Freud calificó de “típico” a ese tipo de sueños que son reiterados en distintas personas y (relativamente) distintos contextos: soñar que uno vuela, que uno cae, el estar desnudo o la caída de los dientes. El detalle particular sobre este último sueño es que llegada cierta edad la caída de los dientes se vuelve casi inevitable; un odontólogo replicaría que no del todo con los cuidados adecuados, y sin embargo son contadas las personas que con devoción religiosa comulgan con la pasta de dientes en la frecuencia y forma adecuadas. La caída de los dientes supone una vergüenza doble: en el trato cotidiano con los otros (al hablar o sonreír por ejemplo) y en ese trato íntimo pero no solitario que es el comer.
La asociación con la sexualidad no le pertenece de manera exclusiva a las observaciones de Freud, tropos de todo tipo alrededor de este binomio (comida/sexualidad) ya se usaban en la antigua Grecia y en la Roma antigua. El Banquete de Platón o El Satiricón de Petronio son buenos ejemplos de esto. Acaso el vínculo más destacado pase por la vía del placer: se degustaba la comida en lechos, recostado uno apoyando la cabeza sobre un brazo mientras se agarraba la comida con la otra mano.
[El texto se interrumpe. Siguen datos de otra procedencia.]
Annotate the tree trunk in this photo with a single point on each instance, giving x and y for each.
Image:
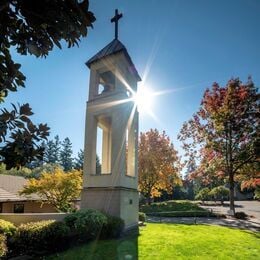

Se trata de un acto de ostentación dado que el enfoque verdadero no es la simple alimentación sino el puro gozo del cuerpo que paladea y habla. Este lazo que se tiende sobre el imaginario sexual explica muy bien esa doble vergüenza del chimuelo.
Esta pequeña digresión se me vino a la mente cuando leí (tal vez) mi poema favorito del libro Materia en fuga del poeta (y académico) Enrique G. Gallegos, el cual lleva por nombre “Canto del chimuelo”, y que dice asÍ:
Hay un momento,
cuando el hijo nunca nace
y se aferra a la inexistencia,
cuando el vientre sólo está hinchado
de grasa,
pan,
sexo frustado
y cerveza quemada,
cuando la preocupación
se torna caries negrísima
y mancha la franca sonrisa,
amenaza con su lodo
hasta el hueso más puro
carcomido por el inocente caramelo;
cuando masticar se vuelve
cien mil golpes de avispas
y las batallas campales
de los microbios desbordan la boca,
la lengua y los besos morados
de saliva fermentada por siglos de soledad;
el momento,
cuando la balanza de la edad
está del lado de los despojos,
[…]
el molar insano
y el premolar cobarde,
el canino gatuno
y el incisivo abollado,
todos
caen,
uno a uno
con imperiosa lógica
y fatal alegría.
Me encanta que la palabra que culmina el poema sea “alegría”. Una asociación común que se tiene de la muerte es, por supuesto, la risa fuera de lugar de la calavera: generalmente se trata de una dentadura perfecta, acaso con el fin de hacer un contraste evidente entre la vida y la muerte. Pero este poema va en sentido contrario, las asociaciones son incómodas y casi antitéticas en su totalidad: “premolar cobarde”, “canino gatuno” e “incisivo abollado” hacen evidente que la constitución más férrea del cuerpo (sus minerales) también termina “del lado de los despojos”. Más aún, es la mezcla de la carne y del hueso en su lento e inexorable camino a la descomposición, lo que resulta insoportable, vergonzoso, pero también, francamente cómico.